When clients of Demitri Jones, a former manager at the Cobella hair and beauty salon in Selfridges, expressed concern at wearing a wig in public for the first time, he would take off his badge and walk around the store with them to convince them that they looked natural.
“We would walk around and I’d say: ‘Look, no one is looking, no one notices, we’re just blending in with everyone around us,’” says Jones. “Katy Perry and Beyoncé wear so many different wigs, it has completely taken away any stigma associated with wearing one, but people are still worried.”
Jones, a stylist with 15 years’ experience specialising in wigs and hair extensions, has worked for celebrity clients and fashion weeks in New York, Paris, London and Milan, and has appeared on ITV’s reality show Models, Misfits and Mayhem, but he says it is his work with people with cancer and others who have hair loss that is the most rewarding.

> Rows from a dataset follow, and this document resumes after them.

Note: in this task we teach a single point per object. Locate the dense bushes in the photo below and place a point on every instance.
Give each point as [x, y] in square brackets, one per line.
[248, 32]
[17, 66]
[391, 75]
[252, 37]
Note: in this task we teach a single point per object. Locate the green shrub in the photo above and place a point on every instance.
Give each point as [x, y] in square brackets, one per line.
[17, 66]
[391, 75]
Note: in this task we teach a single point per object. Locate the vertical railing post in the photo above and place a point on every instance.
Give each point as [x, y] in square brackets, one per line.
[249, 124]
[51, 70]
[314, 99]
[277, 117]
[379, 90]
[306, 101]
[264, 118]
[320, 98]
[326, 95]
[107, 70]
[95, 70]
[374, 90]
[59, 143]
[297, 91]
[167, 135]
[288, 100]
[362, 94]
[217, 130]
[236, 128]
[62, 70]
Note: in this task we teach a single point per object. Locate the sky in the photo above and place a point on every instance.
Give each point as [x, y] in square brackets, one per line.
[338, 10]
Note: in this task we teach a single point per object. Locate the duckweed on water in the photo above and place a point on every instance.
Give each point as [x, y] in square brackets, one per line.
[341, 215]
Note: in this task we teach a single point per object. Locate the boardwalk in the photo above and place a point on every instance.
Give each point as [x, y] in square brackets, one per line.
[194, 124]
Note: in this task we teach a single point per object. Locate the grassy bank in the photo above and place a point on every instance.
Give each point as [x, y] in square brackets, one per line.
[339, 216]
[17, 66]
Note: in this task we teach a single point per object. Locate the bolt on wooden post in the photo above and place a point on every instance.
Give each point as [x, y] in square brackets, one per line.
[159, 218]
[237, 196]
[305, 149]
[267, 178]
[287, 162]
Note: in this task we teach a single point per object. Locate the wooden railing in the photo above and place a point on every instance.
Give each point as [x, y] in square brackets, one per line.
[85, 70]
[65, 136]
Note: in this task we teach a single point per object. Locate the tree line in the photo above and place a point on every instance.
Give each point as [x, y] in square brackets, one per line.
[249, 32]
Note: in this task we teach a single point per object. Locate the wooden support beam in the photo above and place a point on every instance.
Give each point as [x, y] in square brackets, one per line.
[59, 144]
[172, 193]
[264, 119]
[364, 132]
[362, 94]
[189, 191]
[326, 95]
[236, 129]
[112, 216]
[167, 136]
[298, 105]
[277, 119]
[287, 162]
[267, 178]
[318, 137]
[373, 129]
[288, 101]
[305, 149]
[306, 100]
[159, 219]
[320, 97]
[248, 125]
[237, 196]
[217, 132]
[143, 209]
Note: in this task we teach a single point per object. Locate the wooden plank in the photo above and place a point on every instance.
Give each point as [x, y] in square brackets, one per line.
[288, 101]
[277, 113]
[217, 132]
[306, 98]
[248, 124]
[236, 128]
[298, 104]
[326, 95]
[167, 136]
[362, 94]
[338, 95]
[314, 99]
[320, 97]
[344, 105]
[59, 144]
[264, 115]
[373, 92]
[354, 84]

This month, with his business partner and long-term boyfriend Marc Deacon, he launched Wigz on Wheelz, a mobile salon that specialises in hair loss. Jones travels to people’s homes or to hospitals in London and the home counties. The service caters for people with alopecia, trichotillomania – a condition in which a person feels compelled to pull out their hair – and hair thinning, and those undergoing gender reassignment.
“It is all about confidence,” says Jones. “Whether you are in a salon or a department store, if you are going through cancer treatment you are at your most vulnerable. Your hair falls out in patches. But you are surrounded by people getting blow dries and glamorous cuts.”

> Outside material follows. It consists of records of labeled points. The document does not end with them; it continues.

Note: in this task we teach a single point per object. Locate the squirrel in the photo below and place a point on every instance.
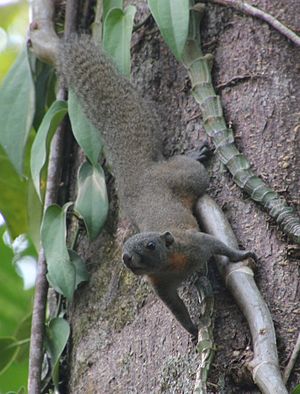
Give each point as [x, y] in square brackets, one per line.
[157, 195]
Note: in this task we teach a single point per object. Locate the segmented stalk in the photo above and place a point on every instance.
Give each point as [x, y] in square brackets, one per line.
[199, 71]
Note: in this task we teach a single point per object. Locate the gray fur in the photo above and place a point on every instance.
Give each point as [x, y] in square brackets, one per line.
[158, 195]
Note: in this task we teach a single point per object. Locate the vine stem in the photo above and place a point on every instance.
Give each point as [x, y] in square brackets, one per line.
[36, 350]
[292, 360]
[43, 41]
[239, 279]
[257, 13]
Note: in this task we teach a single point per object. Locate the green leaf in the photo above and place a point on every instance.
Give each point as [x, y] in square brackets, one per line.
[109, 4]
[8, 352]
[87, 136]
[57, 335]
[15, 304]
[13, 197]
[80, 268]
[172, 18]
[61, 272]
[92, 202]
[41, 145]
[16, 110]
[117, 30]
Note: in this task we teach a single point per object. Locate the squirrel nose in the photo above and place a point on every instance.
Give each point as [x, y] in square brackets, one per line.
[127, 258]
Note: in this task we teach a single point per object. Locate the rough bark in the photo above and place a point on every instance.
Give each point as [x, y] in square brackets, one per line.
[123, 338]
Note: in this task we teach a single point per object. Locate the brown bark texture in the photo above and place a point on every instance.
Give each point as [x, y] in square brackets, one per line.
[124, 340]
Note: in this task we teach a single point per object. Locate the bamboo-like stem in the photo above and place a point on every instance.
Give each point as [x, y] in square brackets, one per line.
[248, 9]
[239, 279]
[198, 67]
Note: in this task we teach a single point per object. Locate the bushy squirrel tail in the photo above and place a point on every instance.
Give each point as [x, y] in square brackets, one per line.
[126, 121]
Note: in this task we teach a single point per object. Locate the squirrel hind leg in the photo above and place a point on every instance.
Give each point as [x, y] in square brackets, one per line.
[201, 154]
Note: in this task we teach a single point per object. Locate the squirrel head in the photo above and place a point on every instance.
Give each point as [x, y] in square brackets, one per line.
[147, 253]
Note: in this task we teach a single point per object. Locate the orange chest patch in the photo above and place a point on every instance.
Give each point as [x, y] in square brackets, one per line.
[178, 262]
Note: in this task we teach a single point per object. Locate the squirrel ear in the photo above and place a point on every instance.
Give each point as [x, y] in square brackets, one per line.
[168, 238]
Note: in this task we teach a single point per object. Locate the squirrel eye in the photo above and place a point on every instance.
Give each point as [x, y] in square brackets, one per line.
[150, 245]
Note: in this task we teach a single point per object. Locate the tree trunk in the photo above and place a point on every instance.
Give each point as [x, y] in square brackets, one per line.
[124, 340]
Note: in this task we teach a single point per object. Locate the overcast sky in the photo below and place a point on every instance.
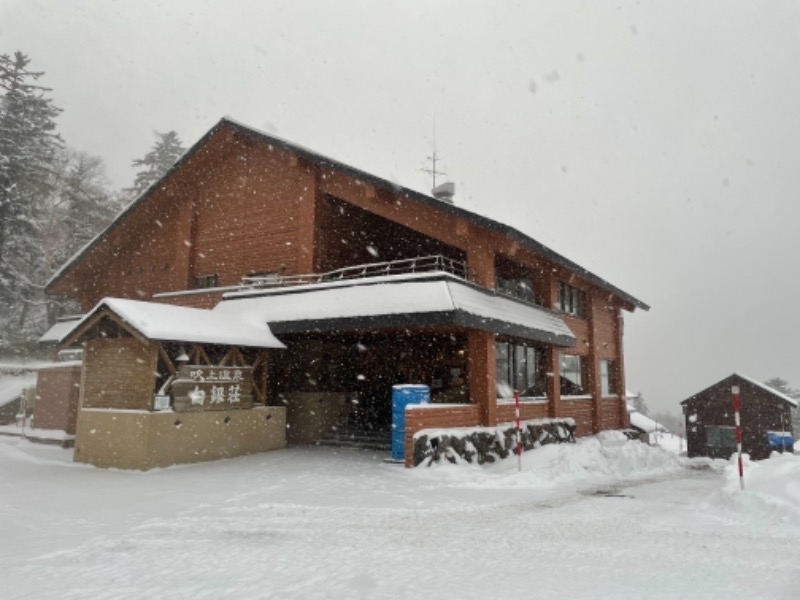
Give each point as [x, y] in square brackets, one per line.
[655, 143]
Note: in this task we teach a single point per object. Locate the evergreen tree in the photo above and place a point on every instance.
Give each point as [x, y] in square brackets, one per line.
[28, 144]
[79, 207]
[165, 153]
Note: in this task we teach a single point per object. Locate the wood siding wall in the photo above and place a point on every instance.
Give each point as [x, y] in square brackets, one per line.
[506, 413]
[57, 395]
[118, 373]
[761, 411]
[583, 413]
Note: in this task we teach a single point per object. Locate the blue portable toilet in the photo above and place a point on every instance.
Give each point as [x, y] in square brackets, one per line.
[402, 396]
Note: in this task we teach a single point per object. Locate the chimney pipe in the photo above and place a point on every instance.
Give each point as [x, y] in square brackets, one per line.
[445, 192]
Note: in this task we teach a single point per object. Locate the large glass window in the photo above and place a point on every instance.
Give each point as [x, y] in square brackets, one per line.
[520, 367]
[572, 378]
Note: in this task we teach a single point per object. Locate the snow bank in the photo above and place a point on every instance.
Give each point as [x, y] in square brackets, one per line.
[771, 488]
[608, 457]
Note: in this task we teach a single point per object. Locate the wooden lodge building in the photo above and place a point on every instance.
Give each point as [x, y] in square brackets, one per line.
[365, 283]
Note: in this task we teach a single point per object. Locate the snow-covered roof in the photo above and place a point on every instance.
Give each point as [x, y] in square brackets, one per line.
[764, 386]
[398, 301]
[59, 330]
[731, 378]
[645, 423]
[317, 158]
[181, 324]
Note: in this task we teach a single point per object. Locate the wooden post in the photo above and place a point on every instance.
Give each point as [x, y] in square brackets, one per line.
[736, 411]
[481, 367]
[553, 383]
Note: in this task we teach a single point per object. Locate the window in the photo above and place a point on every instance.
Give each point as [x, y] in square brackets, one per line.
[205, 281]
[521, 288]
[608, 379]
[571, 375]
[721, 437]
[571, 300]
[520, 367]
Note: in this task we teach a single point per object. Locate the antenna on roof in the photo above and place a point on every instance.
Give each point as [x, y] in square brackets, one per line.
[432, 171]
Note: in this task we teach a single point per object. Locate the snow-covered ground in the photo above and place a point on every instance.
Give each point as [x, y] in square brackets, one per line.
[599, 519]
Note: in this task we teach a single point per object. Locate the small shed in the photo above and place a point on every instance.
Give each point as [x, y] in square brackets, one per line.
[162, 385]
[765, 414]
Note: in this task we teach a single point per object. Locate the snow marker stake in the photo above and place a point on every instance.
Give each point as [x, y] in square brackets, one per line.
[736, 409]
[519, 433]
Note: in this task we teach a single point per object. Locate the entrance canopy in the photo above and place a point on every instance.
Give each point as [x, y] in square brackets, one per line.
[176, 323]
[413, 300]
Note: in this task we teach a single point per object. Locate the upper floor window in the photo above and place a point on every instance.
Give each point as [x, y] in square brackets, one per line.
[608, 378]
[572, 375]
[571, 300]
[521, 288]
[205, 281]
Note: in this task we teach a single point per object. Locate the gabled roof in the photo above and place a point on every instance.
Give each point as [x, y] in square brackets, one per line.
[321, 160]
[412, 300]
[736, 377]
[165, 322]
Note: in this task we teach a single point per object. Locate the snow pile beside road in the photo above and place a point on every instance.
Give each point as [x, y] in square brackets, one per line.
[607, 457]
[772, 488]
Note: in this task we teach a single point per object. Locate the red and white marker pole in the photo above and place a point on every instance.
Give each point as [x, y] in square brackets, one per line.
[737, 405]
[519, 433]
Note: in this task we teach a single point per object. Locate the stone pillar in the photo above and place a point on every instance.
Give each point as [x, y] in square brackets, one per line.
[624, 419]
[553, 384]
[481, 373]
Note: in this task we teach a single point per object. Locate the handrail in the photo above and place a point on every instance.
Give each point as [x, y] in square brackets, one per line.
[422, 264]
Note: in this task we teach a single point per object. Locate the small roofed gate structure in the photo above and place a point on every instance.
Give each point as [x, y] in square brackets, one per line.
[766, 421]
[164, 385]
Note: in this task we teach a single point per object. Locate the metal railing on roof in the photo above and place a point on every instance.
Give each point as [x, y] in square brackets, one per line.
[406, 266]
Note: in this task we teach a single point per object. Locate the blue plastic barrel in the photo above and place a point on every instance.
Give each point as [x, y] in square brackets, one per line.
[402, 396]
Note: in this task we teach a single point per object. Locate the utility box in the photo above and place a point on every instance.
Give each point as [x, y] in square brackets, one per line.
[402, 396]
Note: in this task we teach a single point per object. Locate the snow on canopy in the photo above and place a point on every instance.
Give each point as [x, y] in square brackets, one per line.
[181, 324]
[414, 294]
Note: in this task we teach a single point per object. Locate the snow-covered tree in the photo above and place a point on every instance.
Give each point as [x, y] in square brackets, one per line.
[165, 153]
[28, 144]
[79, 207]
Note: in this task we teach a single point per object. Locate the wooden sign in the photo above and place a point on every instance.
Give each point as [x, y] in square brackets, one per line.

At Cobella, Jones worked with similar clients, but felt there was a market for a more private alternative. “We used to get hen parties and tourists coming in to look at wigs, and then you would get people who had just been through chemotherapy.”
Jones learned his trade from his mother, Lei, and her sister, Reena, both of whom were hairdressers, starting at the salon where his mum worked while he was still at school. His Aunt Reena, who died from breast cancer, wore an NHS wig, but, Jones says she hated it –”It was very poor quality.”
“There’s not a lot of help for cancer patients, in terms of where to go for hair loss,” he says, particularly when it comes to deciding whether to shave their heads. “It is a time when they have no control and the last bit of control is shaving.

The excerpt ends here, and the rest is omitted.